Purchasing Manager: “RemoteVendor is located hundreds of miles away. You have to realize my local employee is here every two weeks. He gets my discretionary business. He earns it by maintaining a relationship with us. I’ve never actually met anyone from RemoteVendor.”

My client when:

This customer was full of praise about the product quality, responsiveness, reliability, competitiveness and professionalism of “RemoteVendor”. At first glance, that’s all RemoteVendor hoped to learn: How satisfied are our customers with our business practices? When the conversation turned to a discussion about where the gaps were, this customer pointed out that by prioritizing efficiency, the provider had sacrificed all vestiges of customer intimacy. Clients notice when providers work to cultivate a relationship or don’t.

By contrast, a sales representative from a smaller local vendor made it a priority to check in regularly to collect what business he could. He was also positioning himself to take over this account if for any reason the customer became disillusioned with the existing provider. The attentive salesperson would no doubt get an RFP if the client ever decided to put the business up for bid.

Conclusion:

This is another example of how sellers leave money on the table. This customer probably knew that RemoteVendor could fulfill their discretionary orders, but the local vendor showed up and asked about the business. It’s hard for someone to look you in the eye and reject you.

On some level, we all know that the following rules of thumb are true: The order of effectiveness in building and maintaining relationships with B2B customers and prospects is (from least to most):

  • Email newsletters and mass emails.

  • Paper newsletters.

  • Custom paper mail.

  • Personalized emails.

  • Phone calls.

  • Face-to-face contact.

Warning: each person has a preference. Ask each customer or prospect how she prefers you to keep in touch. All some need or want is a regular email newsletter to keep them in mind. Others want you to call or email them every other week. Ask, don’t guess.
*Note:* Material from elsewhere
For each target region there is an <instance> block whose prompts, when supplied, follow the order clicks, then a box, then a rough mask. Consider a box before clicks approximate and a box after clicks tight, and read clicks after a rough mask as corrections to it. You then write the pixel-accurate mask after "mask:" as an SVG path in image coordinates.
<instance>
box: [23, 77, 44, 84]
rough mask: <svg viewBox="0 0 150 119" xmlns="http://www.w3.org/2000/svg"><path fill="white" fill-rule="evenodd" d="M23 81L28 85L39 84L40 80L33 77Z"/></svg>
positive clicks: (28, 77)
Cuts in spending budgets can range from travel to IT upgrades to headcount. Cuts in the number of employees squeeze the remaining staff. At some point, spending cuts start hurting the customer experience and start costing you revenue. When efficiencies start to diminish effectiveness, STOP CUTTING unless you are intentionally trying to find a “new normal” revenue size that can be sustained with your smaller operating budget.

Keep in mind that your clients may also be running lean organizations, which means they take the path of least resistance when they can. If you can’t visit them, call and talk to your customers often. Nurture relationships. Ask for more business.

Take heart: If you have prospects whose primary supplier is out of the area, you may be able to get a foot in the door by offering to take on small projects. Simply showing up regularly could help you displace a remote competitor. Let “out of sight, out of luck” work for you!

I classify projects as assessments, investigations, scavenger hunts, or rescue missions. This project was an evaluation. The customer’s question was “Are our customers satisfied with us?” The response was “Yes, and you are missing out on easy business by forgetting that customers come people first.”